TERNI – «Un consigliere delegato non può avere un ufficio all’interno del Comando di polizia locale». La notizia di Umbria7 – la disposizione del direttore generale di individuare un ufficio e uno staff di segreteria per Raffaelle Fegerighi al primo piano del Pentagono – provoca la reazione dell’Osservatorio regionale di polizia locale: «Esprimiamo il nostro profondo disappunto in relazione alla determinazione di allestire un ufficio all’interno del Comando di Terni per il Consigliere Comunale, delegato alla sicurezza, Raffaello Federighi, segno tangibile di una vera e propria ingerenza politica nelle decisioni operative e organizzative della Polizia Locale». Durissima la nota dell’Ossrvatorio di polizia locale: «La sicurezza pubblica e il funzionamento delle forze dell’ordine devono essere gestiti con piena autonomia e indipendenza, senza influenze esterne che possano compromettere l’efficacia e la professionalità del servizio».

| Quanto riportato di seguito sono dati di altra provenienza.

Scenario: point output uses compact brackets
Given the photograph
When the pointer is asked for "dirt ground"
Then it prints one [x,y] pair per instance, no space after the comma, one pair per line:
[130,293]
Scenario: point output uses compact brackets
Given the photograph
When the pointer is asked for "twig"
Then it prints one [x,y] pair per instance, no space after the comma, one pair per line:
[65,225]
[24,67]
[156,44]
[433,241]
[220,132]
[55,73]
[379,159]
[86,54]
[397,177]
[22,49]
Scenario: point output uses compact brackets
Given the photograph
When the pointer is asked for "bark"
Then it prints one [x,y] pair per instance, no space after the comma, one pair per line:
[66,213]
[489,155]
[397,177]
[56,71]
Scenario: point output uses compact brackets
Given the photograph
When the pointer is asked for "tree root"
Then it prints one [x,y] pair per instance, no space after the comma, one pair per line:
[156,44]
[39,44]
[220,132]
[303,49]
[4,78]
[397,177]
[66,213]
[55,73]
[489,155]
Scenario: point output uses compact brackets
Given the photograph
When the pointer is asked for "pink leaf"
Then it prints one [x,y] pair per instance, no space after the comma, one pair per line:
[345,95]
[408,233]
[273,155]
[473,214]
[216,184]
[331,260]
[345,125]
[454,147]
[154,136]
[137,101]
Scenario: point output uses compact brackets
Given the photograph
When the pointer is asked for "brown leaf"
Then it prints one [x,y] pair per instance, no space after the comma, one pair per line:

«E’ fondamentale che ogni intervento e decisione relativi alla gestione della struttura e delle risorse interne nonché alla organizzazione operativa della Polizia Locale debbano seguire le linee guida dei propri dirigenti tenendo conto delle esigenze specifiche degli agenti. L’indipendenza e l’autonomia delle forze dell’ordine devono essere rispettate per garantire un’efficace ed imparziale gestione della sicurezza. È irrinunciabile che la Polizia Locale, come tutte le forze di sicurezza, possa operare senza pressioni politiche, seguendo esclusivamente criteri di efficienza, competenza e imparzialità. Le ingerenze politiche in questo ambito rischiano di minare la fiducia della cittadinanza nei confronti delle istituzioni e compromettere il buon funzionamento dei servizi di sicurezza. Questa decisione non solo dimostra una grave mancanza di rispetto per le reali necessità della Polizia Locale – di tipo logistico, vista la carenza di una sede o caserma indipendente, di altro tipo viste le dotazioni di vestiario, di armamento e di strumenti di autotutela non ancora adeguati al contesto operativo – ma rappresenta innanzitutto uno spreco inaccettabile di risorse pubbliche, che dovrebbero essere utilizzate per migliorare la sicurezza e l’efficienza operativa del Corpo a beneficio di tutta la cittadinanza, e non per soddisfare esigenze politiche».
«Chiediamo una puntuale revisione del provvedimento nel pieno rispetto del principio di separazione tra la politica e la gestione delle forze di polizia, garantendo così l’indipendenza e l’efficacia della Polizia Locale nel tutelare la sicurezza dei cittadini».